Even more moving, though, is the portrayal of the grim, death-shadowed men who work for Owen up on Good Friday Mountain, cutting down logs under shockingly dangerous and miserable conditions. The book would be worth reading just for the depictions of the horses, their pride and suffering, as they work themselves to death under the care of proud and suffering men. The economic suspense (will Johnson’s timber haul fail?) and the suspense of the work itself (who will survive the grim conditions on Good Friday?) are as tense as the romance, and the plot twists in these areas made me gasp several times.

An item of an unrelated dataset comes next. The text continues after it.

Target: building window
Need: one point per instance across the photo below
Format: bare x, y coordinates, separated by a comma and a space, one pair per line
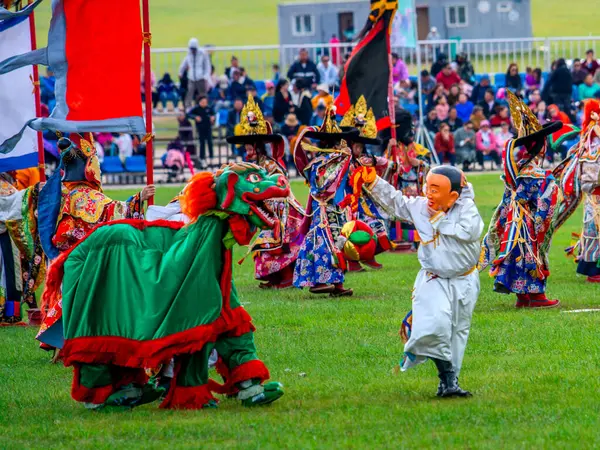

And Richards acidly depicts the gossip and judgment of a small town, the way the gazes of our neighbors can destroy us.

On the other hand… well, I unfairly summarized one aspect of the novel as, “It’s three hundred-some pages of a depressed Canadian scolding me for not being poor.” The narrative voice is plangent and moralizing to the point that I started wanting to cross stuff out or write Too much! in the margins. Great men are destroyed by lesser men; every motive is spelled out for us. “She was using her power in [the labor] union to control the destiny of poor, half-illiterate men.” Yes, we know.

Toward the end of the novel you find out who the unnamed narrator is: he’s intimately related to the events he has been recounting. And the narrative voice does have that familial rhythm, Grandpa telling teaching stories to the children on a long winter night, his voice rising in unforgotten anguish or outrage and then falling back into nostalgia. I think the identity of the narrator and his relationship to this vanished economic world complicates the table-pounding insistence on dividing the town (and the world, where the sacrifices of mercilessly overworked men and horses are ignored when they’re not mocked) into heroes and villains. Nonetheless, there is just too much banging on.

The Friends of Meager Fortune is a tough novel, and its problems seem to me to be deliberate choices. I don’t get the impression that Richards couldn’t keep his material under his hand. The book requires patience, but it does reward it.